The Cleveland police officer who shot and killed 12-year-old Tamir Rice in 2014 has been fired from the police department.
An investigation concluded that he withheld details of his past employment when he applied to the department months prior to the shooting.
At a news conference today, Cleveland Mayor Frank Jackson announced that Officer Timothy Loehmann, who shot Tamir, has been terminated from the department effective immediately.
Officer Frank Garmback, who was driving the patrol car at the time of the shooting, has been suspended for 10 days and will be required to attend additional tactical training after it was determined his tactics during the shooting violated department policies.
Tamir was killed in November 2014 when Loehmann, a rookie police officer, responded to an emergency call about a boy with a gun - a weapon that was described by the caller as likely a fake - near a recreation centre in Cleveland.
However, multiple investigations found, the dispatcher failed to inform the responding officers that the caller said Tamir was "probably" a child and the gun was "probably fake".
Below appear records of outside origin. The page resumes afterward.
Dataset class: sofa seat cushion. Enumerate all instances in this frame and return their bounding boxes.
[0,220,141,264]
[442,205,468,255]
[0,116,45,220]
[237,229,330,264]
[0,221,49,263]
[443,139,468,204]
Video from a nearby camera showed Garmback driving his cruiser up to where the boy was playing near a gazebo, and Loehmann leaping from the passenger seat. Seconds later, Tamir had been shot and was dying in the snow. The boy's weapon turned out to be a pellet gun.
The shooting - one in a series of high profile police killings of black men, women and children in late 2014 and early 2015 - prompted US outrage and nights of protest in Cleveland, but ultimately prosecutors declined to press charges against Loehmann. An internal affairs investigation would later conclude that he did not violate any department policies when he shot and killed Tamir.
But a separate investigation concluded that Loehmann had lied when he applied to work for the Cleveland Division of Police, which is the infraction that led to his firing.
In a statement, the Rice family said the announcement that Loehmann would be fired for lying but not for killing Tamir "only added insult to the pain and grief".
"I am relieved Loehmann has been fired because he should never have been a police officer in the first place-but he should have been fired for shooting my son in less than one second, not just for lying on his application." Samaria Rice, Tamir's mother, said in a statement."And Garmback should be fired too, for his role in pulling up too close to Tamir,"
The announcement brings to end a more-than-two-year process that included investigations by Cleveland police, the local sheriff's office, the county prosecutor, as well as a special Critical Incident Review Committee - which aimed to determine if any administrative violations had taken place.